A Remembrance Video of Mattie

May 28, 2024

Tuesday, May 28, 2024

Tuesday, May 28, 2024 -- Mattie died 765 weeks ago today. 

Tonight's picture was taken in May of 2005. Mattie was three years old. That Saturday we took him to one of the Smithsonian museums which had a butterfly house. While walking about, an orange butterfly landed on Mattie's hand! Butterflies were attracted to Mattie. What were the chances this butterfly would be orange? Now looking at this photo, it seems symbolic to me, that Mattie was indeed a Mattie Miracle and even the butterflies knew it. 


Quote of the day: I don’t know why they call it heartbreak. It feels like every other part of my body is broken too. ~ Terri Guillemets


This morning, I got up at 5:15am because the HVAC repair person was scheduled to come between 8am and noon. Given that it could be 8am when the tech showed up, I had to have it together, breakfast made, and my dad up, washed, and dressed. Fortunately my dad went to his memory care program today, because it is hard to juggle him and repair people at the same time. While driving back from the center, I went to the post office and the Fedex store, and was listening to the radio. This woman on the radio was talking about her mother, who died several years ago. She was telling the audience that her parents separated and divorced over 25 years ago, but that her mother never got over the divorce. However, on her mother's death bed, her ex-husband showed up, held her hand and told her that he always loved her and that he made a big mistake leaving her. I listened carefully as I was curious of the daughter's reaction!

The daughter thought it was the most special gift her dad gave her mom. Want to know my reaction? My reaction was that this wasn't a gift to his dying wife, this instead was a gift he gave himself. He wanted a clean conscious and he did not want to miss the opportunity in a way to be forgiven. Yes that maybe a cynical reaction on my part, but in all reality, hearing the fact that she was loved served her no purpose as she was dying, especially as she was living with a broken heart for 25 years! Living and navigating life with a broken heart is earth shattering. So much so that I believe it has long term consequences on one's physical and mental health. Who knows how the ramifications of this divorce played out in this woman's life or whether it may have contributed to her early demise. 

After listening to this story, I then headed back home. It was early in the morning, around the time children are picked up by school buses for school. Well that reality also hit me hard. I could see countless parents at each of the corners waiting with their children. All the parents seemed to be socializing and from my perspective seemed so NORMAL! Of course I realize I can't judge a book by its cover, but I would deal with just about anything in order to have Mattie back and to know that my marriage was not a farce. 

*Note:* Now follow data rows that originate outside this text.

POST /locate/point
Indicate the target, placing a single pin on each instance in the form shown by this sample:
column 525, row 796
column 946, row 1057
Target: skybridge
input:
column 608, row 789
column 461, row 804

Long story short, it wasn't a good morning. But the fun continued. I came home and realized I better call the HVAC company because I received no text message updates at arrival time. Literally I called the company three times. Each time I was more livid than the time before, especially since this was the third time I rescheduled this appointment in a week. By the third call today, I found out the tech wasn't coming until the 4pm to 7pm time frame. Which actually was a blessing since by 1pm, my mom gets squirrely and waits to go out. Thankfully the timing worked and I was able to take her out. The tech eventually came at 5pm. I knew her, as she had serviced my house before. 

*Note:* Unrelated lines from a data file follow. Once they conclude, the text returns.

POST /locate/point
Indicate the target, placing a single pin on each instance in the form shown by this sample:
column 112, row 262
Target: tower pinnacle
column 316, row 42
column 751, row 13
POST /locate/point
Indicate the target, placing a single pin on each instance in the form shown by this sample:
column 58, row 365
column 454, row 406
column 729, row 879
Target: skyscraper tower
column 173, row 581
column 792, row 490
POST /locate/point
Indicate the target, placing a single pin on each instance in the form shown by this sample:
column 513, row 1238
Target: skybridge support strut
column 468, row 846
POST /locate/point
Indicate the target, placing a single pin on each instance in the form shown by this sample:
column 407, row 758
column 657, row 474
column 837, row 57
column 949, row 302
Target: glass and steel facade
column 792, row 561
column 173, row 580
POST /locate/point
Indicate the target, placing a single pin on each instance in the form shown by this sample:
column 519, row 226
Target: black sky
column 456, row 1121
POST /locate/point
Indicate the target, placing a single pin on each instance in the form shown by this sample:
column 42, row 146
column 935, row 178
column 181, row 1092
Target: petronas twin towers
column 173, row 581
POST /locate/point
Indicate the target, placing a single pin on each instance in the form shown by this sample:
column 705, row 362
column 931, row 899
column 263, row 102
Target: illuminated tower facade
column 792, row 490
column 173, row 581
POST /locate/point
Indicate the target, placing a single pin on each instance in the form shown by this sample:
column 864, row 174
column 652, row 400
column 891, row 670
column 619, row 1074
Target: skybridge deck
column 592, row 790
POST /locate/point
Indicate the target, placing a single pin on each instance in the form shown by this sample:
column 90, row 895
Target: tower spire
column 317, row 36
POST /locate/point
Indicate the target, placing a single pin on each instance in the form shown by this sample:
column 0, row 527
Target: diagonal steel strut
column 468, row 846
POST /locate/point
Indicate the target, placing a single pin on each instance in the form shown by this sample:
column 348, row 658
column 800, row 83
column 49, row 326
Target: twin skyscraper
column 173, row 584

What was the issue? Something simple! I apparently put batteries in the thermostat the wrong way! That was totally embarrassing and frankly I normally wouldn't make this error, but I am tired and on overload. Most people who come in the house can see the circus show I am balancing and the tech normalized this mistake for me! A kind soul. 

Three things I am grateful today:

  1. A beautiful sunny day. 
  2. Arlene, the kind HVAC tech!
  3. Sitting outside on the porch with Indie, while waiting for dinner to cook. Indie sits in the exact same place on the couch that once belonged to Sunny! You can't say that is by coincidence!